Tuesday, February 13th, 2007

Instapundit has an item from Virginia Postrel, who posts on those Dove commercials suggesting that every woman is beautiful.

The Dove advertising campaign got launched at the Church of Oprah, where self-esteem is built on ignoring the obvious.

“Every woman is beautiful”: Political correctness is now oozing out of a tube of hand lotion.

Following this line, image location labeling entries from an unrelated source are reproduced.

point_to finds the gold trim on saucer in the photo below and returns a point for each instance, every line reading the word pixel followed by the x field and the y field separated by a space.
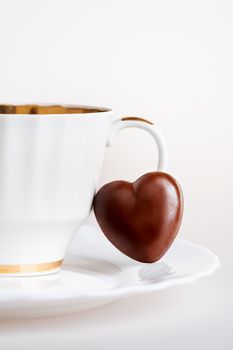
pixel 44 267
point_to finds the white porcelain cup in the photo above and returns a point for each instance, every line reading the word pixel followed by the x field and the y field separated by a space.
pixel 50 160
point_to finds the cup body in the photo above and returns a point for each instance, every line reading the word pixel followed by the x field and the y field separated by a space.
pixel 49 168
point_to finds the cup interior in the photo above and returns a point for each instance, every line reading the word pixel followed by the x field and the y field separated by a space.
pixel 49 109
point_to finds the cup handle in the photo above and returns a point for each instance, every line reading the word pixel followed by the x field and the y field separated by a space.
pixel 136 122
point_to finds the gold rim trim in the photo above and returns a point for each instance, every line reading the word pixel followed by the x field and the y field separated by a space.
pixel 137 119
pixel 8 269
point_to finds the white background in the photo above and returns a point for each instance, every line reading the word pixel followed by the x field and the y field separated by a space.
pixel 169 61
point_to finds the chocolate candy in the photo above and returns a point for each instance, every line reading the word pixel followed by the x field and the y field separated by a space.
pixel 141 219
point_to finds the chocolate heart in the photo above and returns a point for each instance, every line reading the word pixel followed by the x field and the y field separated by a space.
pixel 141 219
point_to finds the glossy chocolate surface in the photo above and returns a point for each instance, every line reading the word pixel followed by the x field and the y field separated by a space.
pixel 142 218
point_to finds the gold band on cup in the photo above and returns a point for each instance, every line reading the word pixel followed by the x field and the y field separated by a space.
pixel 30 268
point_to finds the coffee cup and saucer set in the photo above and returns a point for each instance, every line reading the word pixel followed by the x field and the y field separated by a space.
pixel 52 261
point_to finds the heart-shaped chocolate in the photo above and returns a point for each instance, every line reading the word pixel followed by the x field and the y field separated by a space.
pixel 141 219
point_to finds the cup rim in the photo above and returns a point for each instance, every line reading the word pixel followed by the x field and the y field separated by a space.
pixel 46 109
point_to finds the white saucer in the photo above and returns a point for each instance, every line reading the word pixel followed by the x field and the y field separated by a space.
pixel 95 273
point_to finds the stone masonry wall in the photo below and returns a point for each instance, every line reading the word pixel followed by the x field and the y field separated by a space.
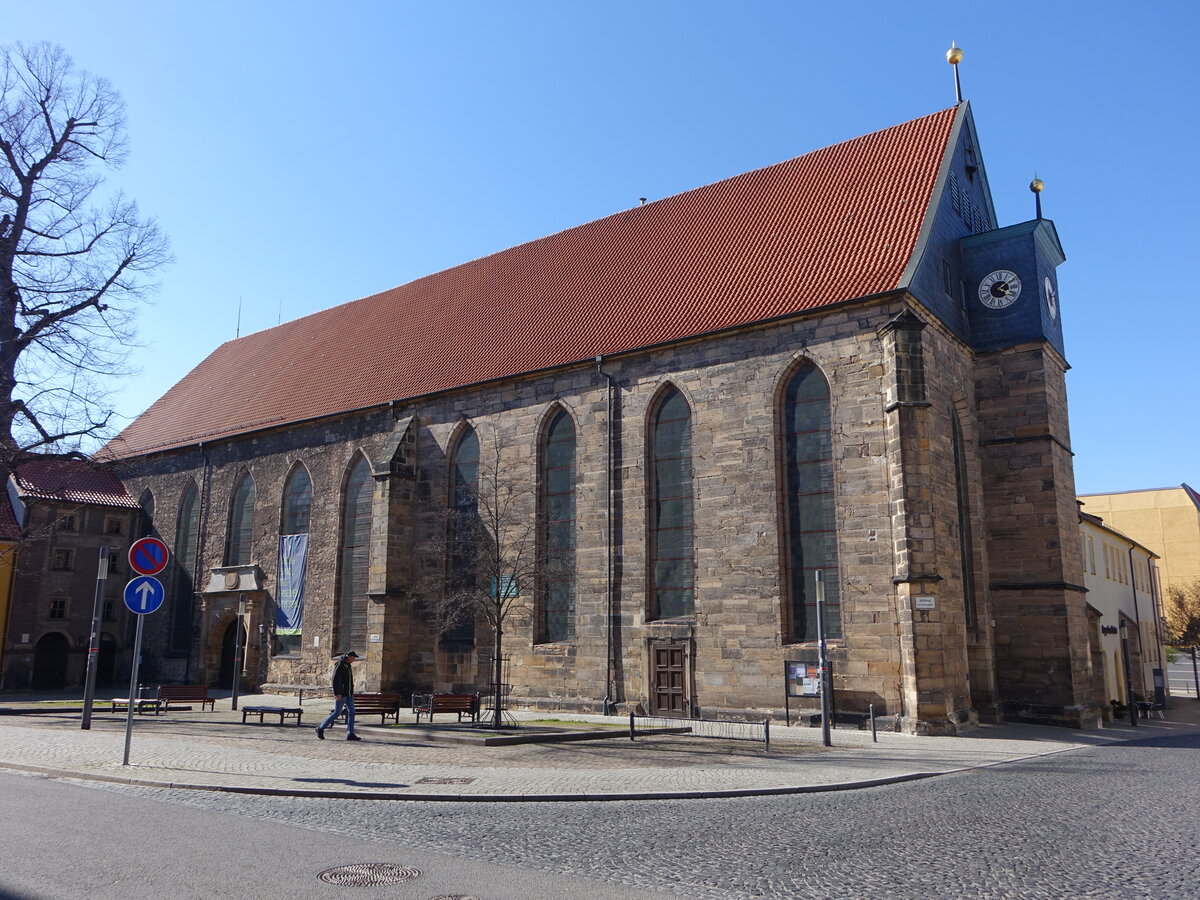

Can anyone possibly believe that “every woman is beautiful”, any more than “every man is handsome”?

What are they, blind?

While the airwaves are currently filled with pictures of Anna Nicole Smith in her bad days, she was gorgeous in her Guess days.

The elderly mother of one of my friends is a most attractive woman. She has great legs even at the age of eighty, beautiful hands and great complexion. She’s been married and widowed three times. She’s well dressed and has a great personality. But she has Mary Wickes’s face, not Ava Gardner’s.

(Ava Gardner used to stay at the hotel where my father worked. Of all the famous and beautiful that visited that hotel over the decades, she was the only one that the hotel staff considered as naturally beautiful even as she aged.)

Patrick Stewart has tremendous stage presence. He is well dressed, and when I’ve seen him on stage he’s been in great shape. He has a most sexy voice. But he’s not the young Errol Flynn.

Heck, even the old Errol Flynn wasn’t the young Errol Flynn.

And Errol Flynn was never Humphrey Bogart, either.

As Virginial Postrel points out,

Like the rest of the genetic lottery, beauty is unfair. Everyone falls short of perfection, but some are luckier than others.

Luck is hard.

Self-confidence is even harder.

Not every woman is beautiful. Not every man is handsome. Deal with it.